Learning Curve with Creatine
Maybe you’ve already picked up on it but I really enjoy learning about fitness, nutrition, and supplementation. :-) There’s tons information out there and I spend a lot of time reading and researching. Over the past 3+ years I’ve learned a lot and I’ve changed a lot of the ways I do things based on the best science available. How I use creatine is one such example.
When I first started supplementing with creatine I used plain creatine monohydrate. I did a pretty standard loading phase (20 g per day) and a cycle of two months on and one month off. Through my own experimentation, I then used creatine monohydrate without a loading phase (just using my 5g – 10 g maintenance dose). I saw no discernible difference in effectiveness between using a loading phase and skipping the loading phase. Finally like most people, I looked into other/newer forms of creatine — specifically pH buffered creatine, Kre-Alkalyn. I enjoyed it for a lot of the reasons I was told I would enjoy it… I didn’t have to load it, I didn’t have to cycle it, and I didn’t get “bloated.” Truth be told, creatine monohydrate never made me bloated either. It was nice having a label reassure me and tell me of all these new positive things and the pills were also easy to take.
This brings me to what I’ve been learning and experimenting with recently as it relates to creatine.
- For the past 12 months, I’ve been using good old creatine monohydrate (not the mixes with sugar and calories — just plain creatine monohydrate).
- I’ve been using 5g per day, mixed in my Shakeology morning shake for breakfast. I don’t worry about using high carb juice to take it with since it still gets absorbed without it.
- I don’t cycle on or off. I just use it nearly every day (some days I forget lol).
- I don’t worry about timing it to my workout since muscle saturation of creatine should stay near 100% all day every day as long as I remember my daily dose.

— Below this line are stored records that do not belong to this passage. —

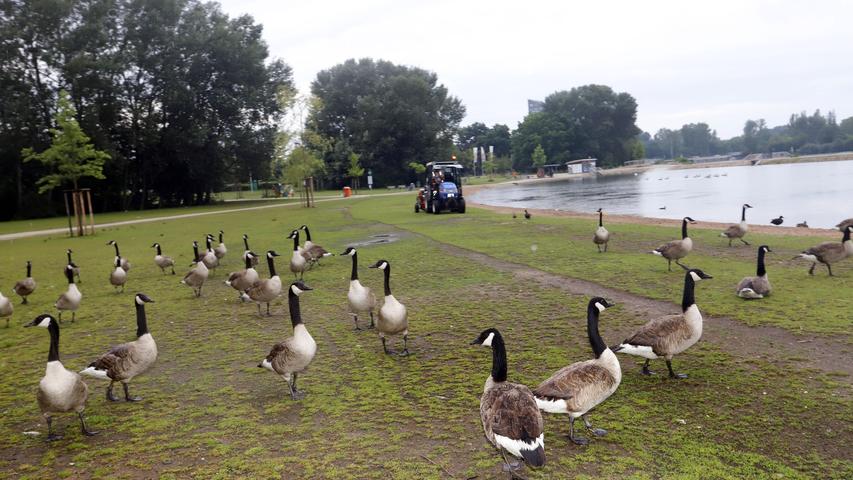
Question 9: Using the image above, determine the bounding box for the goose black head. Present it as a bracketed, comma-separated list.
[290, 280, 314, 297]
[589, 297, 615, 312]
[24, 313, 56, 328]
[471, 328, 500, 347]
[687, 268, 714, 282]
[369, 260, 391, 270]
[134, 293, 154, 305]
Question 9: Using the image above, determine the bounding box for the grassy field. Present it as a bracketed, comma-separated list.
[0, 193, 853, 479]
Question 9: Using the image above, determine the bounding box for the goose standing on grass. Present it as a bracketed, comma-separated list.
[243, 233, 258, 267]
[201, 233, 219, 274]
[151, 243, 175, 275]
[471, 328, 545, 478]
[62, 248, 83, 283]
[341, 247, 376, 330]
[110, 257, 127, 293]
[720, 203, 752, 247]
[287, 230, 310, 278]
[181, 240, 209, 297]
[0, 286, 15, 328]
[12, 260, 36, 305]
[370, 260, 409, 356]
[213, 230, 228, 260]
[611, 268, 714, 378]
[735, 245, 773, 299]
[240, 250, 281, 316]
[794, 225, 853, 277]
[258, 280, 317, 400]
[53, 265, 83, 323]
[26, 314, 98, 442]
[533, 297, 622, 445]
[652, 217, 696, 272]
[299, 225, 333, 265]
[80, 293, 157, 402]
[592, 208, 610, 253]
[225, 252, 259, 296]
[106, 240, 130, 272]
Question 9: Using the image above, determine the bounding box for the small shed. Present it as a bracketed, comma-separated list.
[566, 158, 597, 173]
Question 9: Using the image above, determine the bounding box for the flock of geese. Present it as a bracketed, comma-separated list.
[0, 211, 853, 476]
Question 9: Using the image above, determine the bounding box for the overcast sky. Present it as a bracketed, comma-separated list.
[215, 0, 853, 138]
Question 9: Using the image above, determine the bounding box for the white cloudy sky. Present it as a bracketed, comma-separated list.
[215, 0, 853, 138]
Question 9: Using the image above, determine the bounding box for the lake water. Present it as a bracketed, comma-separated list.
[472, 161, 853, 228]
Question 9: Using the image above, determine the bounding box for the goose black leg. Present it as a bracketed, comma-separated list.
[581, 415, 607, 437]
[77, 412, 98, 437]
[121, 382, 142, 402]
[569, 417, 589, 445]
[107, 381, 118, 402]
[400, 334, 409, 357]
[45, 417, 62, 442]
[666, 360, 687, 379]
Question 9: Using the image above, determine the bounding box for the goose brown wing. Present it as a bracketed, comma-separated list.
[483, 383, 543, 443]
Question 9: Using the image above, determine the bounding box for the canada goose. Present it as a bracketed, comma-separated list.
[735, 245, 773, 299]
[106, 240, 130, 272]
[652, 217, 696, 272]
[287, 230, 311, 278]
[201, 233, 219, 274]
[592, 208, 610, 253]
[181, 240, 209, 297]
[26, 314, 98, 442]
[471, 328, 545, 476]
[299, 225, 333, 264]
[794, 225, 853, 276]
[53, 265, 83, 323]
[12, 260, 36, 305]
[370, 260, 409, 356]
[151, 243, 175, 275]
[720, 203, 752, 247]
[533, 297, 622, 445]
[63, 248, 83, 283]
[225, 252, 259, 295]
[341, 247, 376, 330]
[243, 233, 258, 267]
[213, 230, 228, 259]
[0, 286, 15, 328]
[80, 293, 157, 402]
[611, 268, 714, 378]
[258, 280, 317, 400]
[241, 250, 281, 315]
[110, 257, 127, 293]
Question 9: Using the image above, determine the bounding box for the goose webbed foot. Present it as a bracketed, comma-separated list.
[666, 360, 687, 380]
[121, 383, 142, 402]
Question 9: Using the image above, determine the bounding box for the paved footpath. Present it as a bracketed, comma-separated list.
[0, 191, 412, 241]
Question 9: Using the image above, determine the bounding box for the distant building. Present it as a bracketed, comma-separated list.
[566, 158, 598, 173]
[527, 100, 545, 113]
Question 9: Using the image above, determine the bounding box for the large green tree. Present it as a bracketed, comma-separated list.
[306, 59, 465, 185]
[512, 85, 640, 168]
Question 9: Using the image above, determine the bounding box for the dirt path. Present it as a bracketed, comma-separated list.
[0, 191, 411, 241]
[402, 231, 853, 384]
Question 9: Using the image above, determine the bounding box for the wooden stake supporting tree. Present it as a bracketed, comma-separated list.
[21, 90, 110, 237]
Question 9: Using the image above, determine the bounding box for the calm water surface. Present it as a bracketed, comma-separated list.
[472, 161, 853, 228]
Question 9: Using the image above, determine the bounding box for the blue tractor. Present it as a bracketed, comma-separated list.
[415, 161, 465, 214]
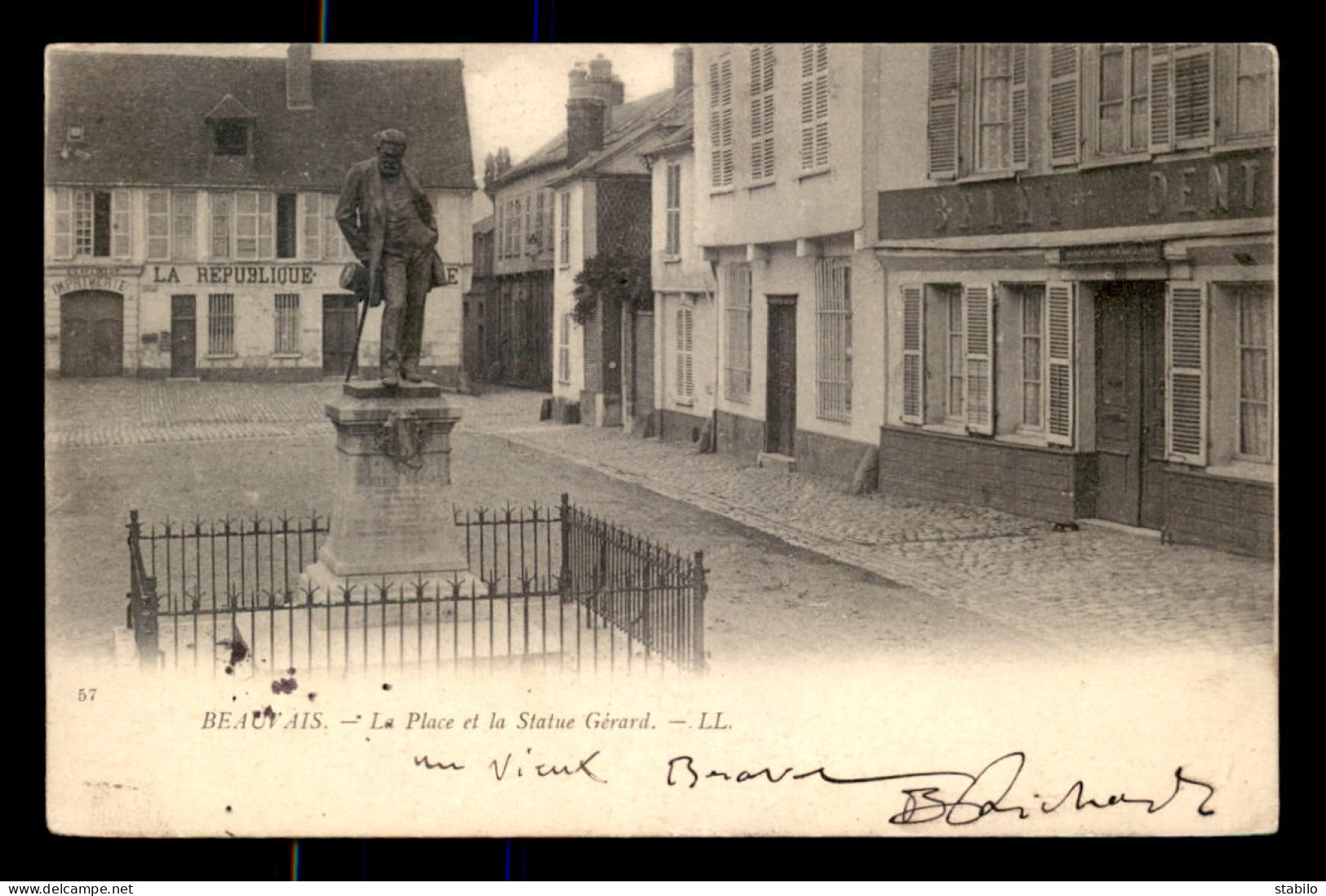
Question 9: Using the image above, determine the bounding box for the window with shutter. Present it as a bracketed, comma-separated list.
[235, 189, 259, 259]
[1226, 284, 1275, 463]
[801, 44, 829, 171]
[557, 313, 571, 383]
[940, 286, 967, 425]
[110, 189, 133, 259]
[663, 163, 681, 255]
[815, 259, 851, 422]
[558, 193, 571, 265]
[170, 189, 197, 261]
[1009, 44, 1031, 170]
[321, 193, 352, 261]
[147, 189, 170, 261]
[1094, 44, 1151, 157]
[1049, 44, 1080, 164]
[51, 187, 74, 259]
[257, 193, 276, 259]
[723, 258, 751, 401]
[1235, 44, 1275, 136]
[1147, 44, 1173, 153]
[674, 304, 695, 404]
[1173, 44, 1215, 150]
[902, 286, 925, 423]
[299, 193, 322, 261]
[207, 293, 235, 355]
[963, 286, 995, 435]
[208, 193, 235, 259]
[276, 293, 299, 355]
[1164, 282, 1207, 467]
[925, 44, 960, 178]
[709, 55, 732, 189]
[1045, 284, 1075, 446]
[751, 44, 774, 180]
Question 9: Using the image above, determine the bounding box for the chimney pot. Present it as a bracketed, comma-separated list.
[672, 47, 695, 93]
[285, 44, 313, 109]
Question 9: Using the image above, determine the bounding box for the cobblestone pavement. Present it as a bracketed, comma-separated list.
[47, 380, 1275, 651]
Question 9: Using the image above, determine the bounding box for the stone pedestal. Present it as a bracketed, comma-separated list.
[305, 382, 482, 601]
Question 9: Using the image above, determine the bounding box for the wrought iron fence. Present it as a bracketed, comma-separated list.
[129, 495, 706, 677]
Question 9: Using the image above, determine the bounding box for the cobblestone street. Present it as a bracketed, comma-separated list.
[47, 380, 1275, 652]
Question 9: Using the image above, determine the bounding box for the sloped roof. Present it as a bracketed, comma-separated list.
[494, 87, 674, 189]
[45, 51, 475, 189]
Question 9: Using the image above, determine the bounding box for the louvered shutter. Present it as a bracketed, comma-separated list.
[1045, 284, 1075, 446]
[1173, 44, 1215, 149]
[51, 187, 74, 259]
[1050, 44, 1082, 164]
[110, 189, 133, 259]
[903, 286, 925, 423]
[1164, 284, 1207, 467]
[147, 189, 170, 261]
[963, 286, 995, 436]
[1009, 44, 1031, 168]
[1148, 44, 1173, 153]
[257, 193, 276, 259]
[925, 44, 960, 178]
[709, 60, 723, 187]
[299, 193, 322, 261]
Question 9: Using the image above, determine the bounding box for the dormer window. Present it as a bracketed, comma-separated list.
[212, 118, 250, 155]
[204, 94, 253, 157]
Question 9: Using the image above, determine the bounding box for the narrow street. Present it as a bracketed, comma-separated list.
[47, 379, 1275, 668]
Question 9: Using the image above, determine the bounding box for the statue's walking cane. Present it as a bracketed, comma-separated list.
[341, 261, 371, 383]
[345, 295, 369, 383]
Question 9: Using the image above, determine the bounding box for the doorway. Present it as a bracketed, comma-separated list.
[1095, 280, 1165, 529]
[170, 295, 197, 379]
[60, 289, 125, 376]
[322, 295, 359, 376]
[764, 295, 797, 457]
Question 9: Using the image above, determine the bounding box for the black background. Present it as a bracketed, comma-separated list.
[33, 0, 1305, 892]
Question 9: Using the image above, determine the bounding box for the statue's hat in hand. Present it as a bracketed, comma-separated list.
[341, 261, 377, 305]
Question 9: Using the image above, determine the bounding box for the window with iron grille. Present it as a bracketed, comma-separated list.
[318, 193, 354, 261]
[276, 293, 299, 355]
[1231, 285, 1275, 461]
[557, 313, 571, 383]
[709, 55, 732, 189]
[672, 304, 695, 404]
[801, 44, 829, 171]
[944, 289, 967, 424]
[1014, 286, 1045, 431]
[51, 187, 131, 259]
[1235, 44, 1273, 136]
[815, 259, 851, 422]
[207, 293, 235, 355]
[723, 258, 751, 401]
[557, 191, 571, 265]
[663, 163, 681, 257]
[751, 44, 774, 182]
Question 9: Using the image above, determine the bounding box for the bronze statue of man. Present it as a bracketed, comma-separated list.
[335, 129, 441, 386]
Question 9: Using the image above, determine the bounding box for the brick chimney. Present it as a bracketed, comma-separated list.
[285, 44, 313, 109]
[672, 47, 695, 94]
[566, 97, 607, 167]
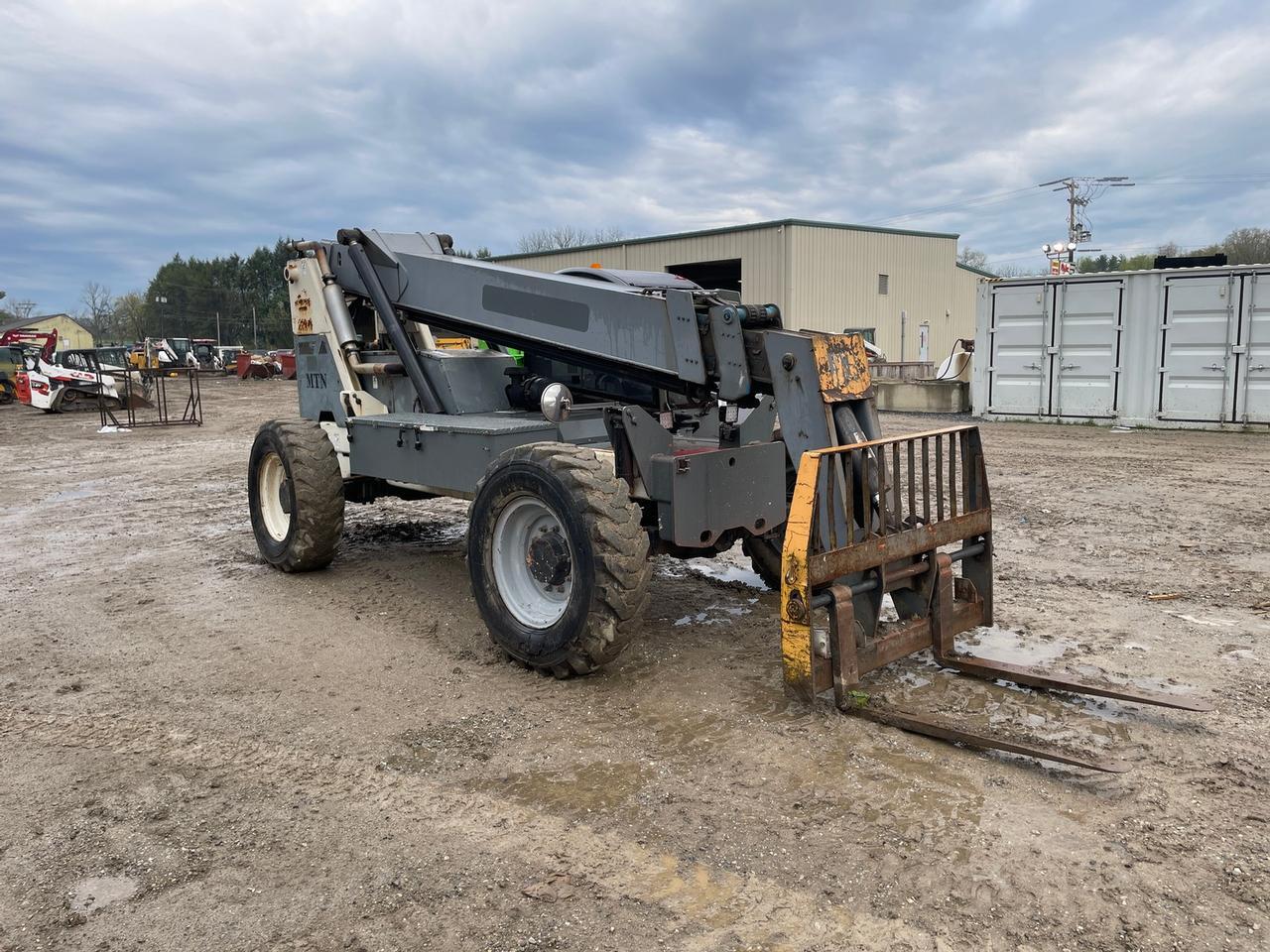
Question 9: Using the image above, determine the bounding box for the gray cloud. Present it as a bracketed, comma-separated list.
[0, 0, 1270, 309]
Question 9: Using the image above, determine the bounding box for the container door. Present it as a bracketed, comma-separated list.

- I occasionally use a pre-workout that has creatine, but I don’t adjust my regular creatine mono dose to compensate. I still take it in my shake every day, so if I use a PWO with 3g of creatine in it, I’ll end up with 8g for that day. As long as I don’t experience any GI bloating, I know I’m fine.
That approach almost seems to basic and simple, huh? No cycling? No loading? No worries about when to take it and with what? Surely this won’t work, right? Surely I need a complicated creatine dosing schedule that uses costly creatine blends if I really want it to be effective, right??? Well, that’s not what the real studies have shown me.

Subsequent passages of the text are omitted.